La Nouvelle-France en était toute enguirlandée. De grands mâts en bambou plantés de distance en distance étaient reliés par des chaînes de feuillages auxquelles pendaient de grandes étoiles lumineuses ; les arbres étaient chargés de ballons rouges, verts, bleus, violets, semés à profusion dans leur verdure sombre. A dix heures du soir, un feu d’artifice vint inonder de sa pluie de feu les eaux du Song-tan-Back, au ravissement des indigènes accourus en foule pour contempler ces merveilles, et une large distribution de sapèques mit le comble à l’allégresse générale.

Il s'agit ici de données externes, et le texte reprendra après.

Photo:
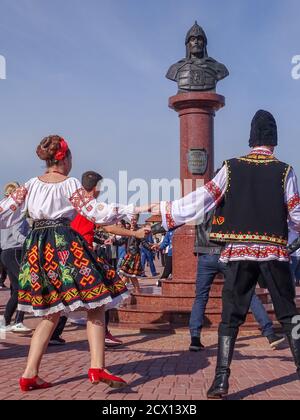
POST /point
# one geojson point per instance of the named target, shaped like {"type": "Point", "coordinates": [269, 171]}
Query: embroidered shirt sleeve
{"type": "Point", "coordinates": [97, 212]}
{"type": "Point", "coordinates": [193, 207]}
{"type": "Point", "coordinates": [13, 208]}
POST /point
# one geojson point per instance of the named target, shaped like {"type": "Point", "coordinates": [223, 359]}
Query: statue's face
{"type": "Point", "coordinates": [196, 45]}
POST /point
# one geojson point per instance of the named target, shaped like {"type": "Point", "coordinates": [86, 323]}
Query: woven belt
{"type": "Point", "coordinates": [50, 223]}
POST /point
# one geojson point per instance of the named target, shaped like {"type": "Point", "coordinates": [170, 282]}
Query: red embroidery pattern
{"type": "Point", "coordinates": [80, 199]}
{"type": "Point", "coordinates": [214, 190]}
{"type": "Point", "coordinates": [249, 237]}
{"type": "Point", "coordinates": [169, 218]}
{"type": "Point", "coordinates": [33, 257]}
{"type": "Point", "coordinates": [293, 202]}
{"type": "Point", "coordinates": [19, 195]}
{"type": "Point", "coordinates": [255, 253]}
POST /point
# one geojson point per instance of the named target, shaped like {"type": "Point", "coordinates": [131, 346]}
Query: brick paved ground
{"type": "Point", "coordinates": [158, 367]}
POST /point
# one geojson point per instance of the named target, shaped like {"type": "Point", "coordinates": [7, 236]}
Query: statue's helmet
{"type": "Point", "coordinates": [196, 31]}
{"type": "Point", "coordinates": [263, 130]}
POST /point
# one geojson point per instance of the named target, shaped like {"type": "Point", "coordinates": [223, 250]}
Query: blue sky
{"type": "Point", "coordinates": [94, 72]}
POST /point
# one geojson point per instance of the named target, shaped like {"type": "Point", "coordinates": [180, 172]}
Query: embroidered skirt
{"type": "Point", "coordinates": [60, 273]}
{"type": "Point", "coordinates": [131, 266]}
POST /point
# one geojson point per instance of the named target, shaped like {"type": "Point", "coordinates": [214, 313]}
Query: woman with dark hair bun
{"type": "Point", "coordinates": [59, 273]}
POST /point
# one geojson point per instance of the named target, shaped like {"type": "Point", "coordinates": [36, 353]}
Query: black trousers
{"type": "Point", "coordinates": [239, 287]}
{"type": "Point", "coordinates": [168, 267]}
{"type": "Point", "coordinates": [11, 259]}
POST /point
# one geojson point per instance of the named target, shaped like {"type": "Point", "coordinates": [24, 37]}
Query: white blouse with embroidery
{"type": "Point", "coordinates": [193, 207]}
{"type": "Point", "coordinates": [42, 200]}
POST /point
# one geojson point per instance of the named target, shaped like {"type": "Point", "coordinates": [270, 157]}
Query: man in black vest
{"type": "Point", "coordinates": [255, 195]}
{"type": "Point", "coordinates": [209, 266]}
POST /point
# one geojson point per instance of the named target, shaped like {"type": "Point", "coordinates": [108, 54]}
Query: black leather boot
{"type": "Point", "coordinates": [295, 349]}
{"type": "Point", "coordinates": [220, 386]}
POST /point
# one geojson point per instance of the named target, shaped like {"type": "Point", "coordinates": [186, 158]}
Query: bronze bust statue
{"type": "Point", "coordinates": [198, 71]}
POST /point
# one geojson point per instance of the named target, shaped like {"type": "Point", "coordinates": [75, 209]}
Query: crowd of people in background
{"type": "Point", "coordinates": [130, 256]}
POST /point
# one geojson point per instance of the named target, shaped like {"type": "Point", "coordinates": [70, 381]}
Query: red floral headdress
{"type": "Point", "coordinates": [63, 150]}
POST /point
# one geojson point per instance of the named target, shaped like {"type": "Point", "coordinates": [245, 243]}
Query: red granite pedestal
{"type": "Point", "coordinates": [170, 307]}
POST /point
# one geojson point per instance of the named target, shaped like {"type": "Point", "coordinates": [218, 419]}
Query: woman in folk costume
{"type": "Point", "coordinates": [131, 266]}
{"type": "Point", "coordinates": [59, 272]}
{"type": "Point", "coordinates": [256, 196]}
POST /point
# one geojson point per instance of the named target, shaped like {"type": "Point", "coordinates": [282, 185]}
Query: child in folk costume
{"type": "Point", "coordinates": [131, 266]}
{"type": "Point", "coordinates": [59, 271]}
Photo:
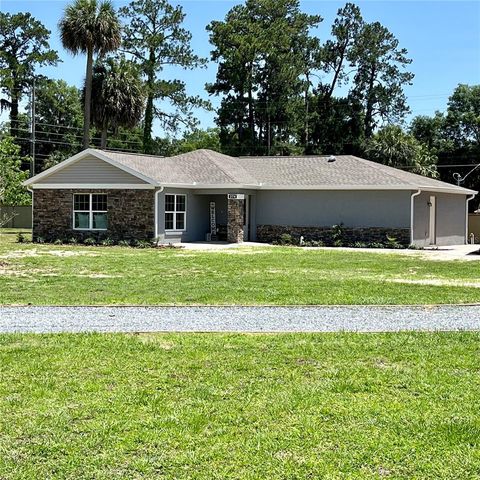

Le mariage d’Yves Kerhélo fut le début d’une période d’années heureuses pour lui et sa famille. La Providence récompensait enfin son courage, son honnêteté, toutes les grandes vertus dont il avait donné la preuve pendant les temps difficiles. Parfaitement heureux en ménage avec sa chère femme, qui partageait toutes ses idées et lui en fournissait même de nouvelles au besoin, traité comme un fils par son excellent beau-père qui lui laissait une entière liberté dans toutes ses entreprises, il avait pu donner l’essor à tout ce que son esprit inventif lui suggérait pour attirer la clientèle et étendre son commerce.

La Nouvelle-France n’était plus reconnaissable. A la paillotte avait succédé une construction en briques presque élégante. Ce n’était encore qu’un rez-de-chaussée, mais les murs étaient solides, le toit de chaume bien peigné, les fenêtres garnies de volets, le sol pavé de briques, nettoyé à fond et sablé de frais tous les matins, comme dans les petits cafés flamands. Devant la porte, Yves avait fait établir une chaussée, en briques également (la pierre est fort rare dans le pays), ce qui évitait les amoncellements de boue, et rendait plus facile le maintien de la propreté à l’intérieur.

Aux alentours, un joli jardinet alignait ses plates-bandes entourées de petites palissades en bambou. Mme Kerhélo qui adorait les fleurs le soignait avec amour. Elle avait même fait venir des graines de France et se montrait justement fière de ses corbeilles de zinias, d’œillets de Chine, de chrysanthèmes. De belles touffes de cycas, cette plante splendide qui rappelle les forêts des temps primitifs, décoraient de leurs majestueuses palmes vertes l’entrée du café et même l’intérieur ; des aralias, des lataniers formaient des massifs verdoyants, et un jeune banyan[38], planté par Yves la veille de son mariage, promettait de nombreux rejets pour l’avenir.

[38] Arbre singulier dont les branches poussent de longs rejets qui en touchant terre y reprennent racine.

Les officiers de marine avaient pris à gré le gai café Pillot et leurs instances décidèrent Yves à joindre un restaurant à son débit de boissons.

Il avait trop à surveiller chez lui pour faire la cuisine lui-même ; d’ailleurs, il était maintenant M. Kerhélo, notable commerçant d’Haï-phong, et préférait laisser le détail de la besogne à son personnel. Mais il est toujours bon, quand on commande, d’avoir, comme on dit, mis soi-même la main à la pâte ; on se fait mieux obéir et on évite bien des écoles. Il attacha à son établissement un excellent cuisinier chinois, et comme il veillait minutieusement au choix des provisions et aux menus des repas, il eut, en peu de temps, la vive satisfaction de voir renaître à la Nouvelle-France l’ancienne vogue de la Renommée des poulets frits.